The discussion wasn't all one way, as Cr Bill Faulkner opposed a move to abolish the premium paid to a chairman.
Cr Faulkner said workloads were not shared equally and some councillors did not make the same contribution.
He said there was extra work and responsibility, and that was worthy of recognition.
We presume Cr Faulkner doesn't mean a pat on the back, but rather cash-in-the-bank recognition.
Cr Rick Curach said he thought the reward for being a chairman was the status of the job. This was reportedly dismissed by Cr Larry Baldock as the "dreamworld of an egalitarian society".
Cr Baldock is said to have reckoned the fairest thing was when people got paid for their experience and the work they did, and this varied among councillors.
"We are not the same, we will make different contributions."
Too right. But one could ask that if someone's contribution has led to disastrous results for ratepayers, should you then have to pay your salary back?
Now on the subject of saving $100,000 a year from rates, I say that's a start but a very small one.
Don't be mean, I hear you say. But let's just look at some figures, shall we? Tauranga's debt is surging past $412 million and there is more to come, with borrowings for the Southern Pipeline and upgrade of the Te Maunga treatment plant.
By my calculations that means Tauranga ratepayers are paying out $80,000 a day in interest on that debt.
Eighty thousand dollars a day! You can see why I'm not overly excited by saving a similar amount over an entire year.
Larry Mitchell, who produces a league table of local councils based on their financial performance, says of 48th-ranked Tauranga. "Marked drop in performance. Big City woes - debt laden. Ultra High Debt (over $10,000 per ratepayer)."
Mitchell ranked Kaipara the lowest, saying: "Serious financial difficulties and High Debt ($5000 to $10,000 per ratepayer)." Considering Tauranga has many, many more ratepayers than little-old Kaipara, it means we are in a far worse situation.
And look what happened in Kaipara - the council was sacked and replaced by a government-appointed commissioner.

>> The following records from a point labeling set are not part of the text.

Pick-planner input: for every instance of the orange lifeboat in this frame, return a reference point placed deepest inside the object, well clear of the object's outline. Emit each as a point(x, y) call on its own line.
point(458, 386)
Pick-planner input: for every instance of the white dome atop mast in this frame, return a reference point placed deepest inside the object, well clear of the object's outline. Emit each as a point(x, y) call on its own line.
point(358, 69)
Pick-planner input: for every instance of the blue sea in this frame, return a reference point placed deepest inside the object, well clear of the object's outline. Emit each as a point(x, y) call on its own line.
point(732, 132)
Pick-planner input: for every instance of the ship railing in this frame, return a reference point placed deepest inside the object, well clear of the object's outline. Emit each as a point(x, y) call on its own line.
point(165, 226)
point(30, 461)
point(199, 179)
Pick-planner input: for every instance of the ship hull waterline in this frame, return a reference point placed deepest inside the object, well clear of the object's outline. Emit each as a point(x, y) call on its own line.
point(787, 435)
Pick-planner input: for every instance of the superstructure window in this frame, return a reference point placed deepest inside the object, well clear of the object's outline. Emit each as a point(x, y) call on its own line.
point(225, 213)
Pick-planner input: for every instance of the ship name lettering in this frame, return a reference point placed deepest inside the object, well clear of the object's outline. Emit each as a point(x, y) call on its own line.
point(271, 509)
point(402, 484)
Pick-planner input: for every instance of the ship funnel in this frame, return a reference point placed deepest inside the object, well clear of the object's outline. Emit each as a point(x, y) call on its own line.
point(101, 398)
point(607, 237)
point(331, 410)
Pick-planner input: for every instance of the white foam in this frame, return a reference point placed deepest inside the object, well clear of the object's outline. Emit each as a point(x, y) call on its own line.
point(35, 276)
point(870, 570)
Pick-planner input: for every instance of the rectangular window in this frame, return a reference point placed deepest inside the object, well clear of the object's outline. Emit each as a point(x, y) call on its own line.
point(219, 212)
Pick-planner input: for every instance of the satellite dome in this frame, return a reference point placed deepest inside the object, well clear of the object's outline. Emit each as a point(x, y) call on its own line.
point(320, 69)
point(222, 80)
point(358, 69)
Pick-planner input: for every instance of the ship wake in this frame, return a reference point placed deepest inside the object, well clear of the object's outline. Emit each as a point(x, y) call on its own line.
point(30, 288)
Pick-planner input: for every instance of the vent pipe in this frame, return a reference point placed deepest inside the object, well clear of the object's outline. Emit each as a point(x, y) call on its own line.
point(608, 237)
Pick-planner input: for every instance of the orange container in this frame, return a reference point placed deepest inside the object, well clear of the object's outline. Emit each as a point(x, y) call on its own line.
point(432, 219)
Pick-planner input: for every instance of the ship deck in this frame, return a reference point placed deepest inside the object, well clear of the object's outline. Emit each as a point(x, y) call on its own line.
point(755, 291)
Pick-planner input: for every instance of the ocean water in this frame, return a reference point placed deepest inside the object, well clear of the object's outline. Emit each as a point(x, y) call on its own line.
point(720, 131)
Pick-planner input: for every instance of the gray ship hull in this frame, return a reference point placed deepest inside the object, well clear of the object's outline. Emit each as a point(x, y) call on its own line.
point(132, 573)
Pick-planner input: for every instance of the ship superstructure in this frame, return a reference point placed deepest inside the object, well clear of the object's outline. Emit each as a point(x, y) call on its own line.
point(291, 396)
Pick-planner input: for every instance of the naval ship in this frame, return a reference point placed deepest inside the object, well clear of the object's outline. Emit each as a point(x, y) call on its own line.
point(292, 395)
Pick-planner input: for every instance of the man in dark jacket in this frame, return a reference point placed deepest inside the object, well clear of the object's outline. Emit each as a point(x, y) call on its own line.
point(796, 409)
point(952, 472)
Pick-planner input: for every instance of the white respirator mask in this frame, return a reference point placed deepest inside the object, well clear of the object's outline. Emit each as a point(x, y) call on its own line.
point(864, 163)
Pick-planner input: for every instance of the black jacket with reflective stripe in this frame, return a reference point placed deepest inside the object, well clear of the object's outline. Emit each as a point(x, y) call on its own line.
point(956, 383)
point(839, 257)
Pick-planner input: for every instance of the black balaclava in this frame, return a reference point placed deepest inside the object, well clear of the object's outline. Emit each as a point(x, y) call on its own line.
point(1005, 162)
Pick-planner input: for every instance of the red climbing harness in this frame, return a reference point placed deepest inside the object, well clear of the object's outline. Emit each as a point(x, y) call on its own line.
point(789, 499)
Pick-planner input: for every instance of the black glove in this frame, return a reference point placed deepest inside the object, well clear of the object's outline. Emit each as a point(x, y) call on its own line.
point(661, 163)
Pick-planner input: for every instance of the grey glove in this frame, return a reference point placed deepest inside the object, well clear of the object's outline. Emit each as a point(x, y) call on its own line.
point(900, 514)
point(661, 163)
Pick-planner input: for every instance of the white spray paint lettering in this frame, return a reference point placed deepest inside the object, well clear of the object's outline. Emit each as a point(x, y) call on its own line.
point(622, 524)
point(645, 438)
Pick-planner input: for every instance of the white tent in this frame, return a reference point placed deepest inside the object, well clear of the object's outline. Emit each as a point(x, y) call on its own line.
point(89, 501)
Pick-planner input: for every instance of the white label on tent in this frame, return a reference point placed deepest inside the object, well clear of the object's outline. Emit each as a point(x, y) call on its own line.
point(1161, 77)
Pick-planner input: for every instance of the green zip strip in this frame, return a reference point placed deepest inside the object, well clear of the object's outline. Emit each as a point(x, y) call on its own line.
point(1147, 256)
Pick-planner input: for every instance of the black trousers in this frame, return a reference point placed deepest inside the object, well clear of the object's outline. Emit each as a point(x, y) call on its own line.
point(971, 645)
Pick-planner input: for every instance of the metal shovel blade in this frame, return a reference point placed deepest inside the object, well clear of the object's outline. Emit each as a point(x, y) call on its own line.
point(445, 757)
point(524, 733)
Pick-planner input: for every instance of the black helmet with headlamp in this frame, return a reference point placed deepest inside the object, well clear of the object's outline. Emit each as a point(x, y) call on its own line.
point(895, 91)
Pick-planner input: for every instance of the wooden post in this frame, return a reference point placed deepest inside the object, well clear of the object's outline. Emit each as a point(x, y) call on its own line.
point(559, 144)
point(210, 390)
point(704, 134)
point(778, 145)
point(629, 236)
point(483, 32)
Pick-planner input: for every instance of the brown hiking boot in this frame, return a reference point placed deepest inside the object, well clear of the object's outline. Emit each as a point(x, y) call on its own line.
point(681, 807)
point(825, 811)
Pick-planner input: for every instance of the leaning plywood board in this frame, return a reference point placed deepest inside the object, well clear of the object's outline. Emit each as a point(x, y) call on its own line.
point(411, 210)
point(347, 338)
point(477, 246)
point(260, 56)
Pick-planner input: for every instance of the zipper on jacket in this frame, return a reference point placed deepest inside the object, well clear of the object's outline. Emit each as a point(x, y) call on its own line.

If that happened here, it would be very bad news for this city.
In Kaipara, the commissioner came in, saw the figures and clobbered long-suffering residents harder to pay the debt faster.
Tauranga's ratepayers cannot afford more major increases in rates.
But debt is killing our city and it must be dealt with as the only priority that matters.
So, what needs to be done?
Tauranga needs to open its books, call in an independent auditor, and the new council, when elected, should hold a public Financial Crisis Forum.
The aim of the forum would be to find ways, in conjunction with business and ratepayers, to begin reducing the mountain of money this city owes.
It won't be easy, but it has to be done for us and our children.
Richard Moore is an award-winning Western Bay journalist and photographer.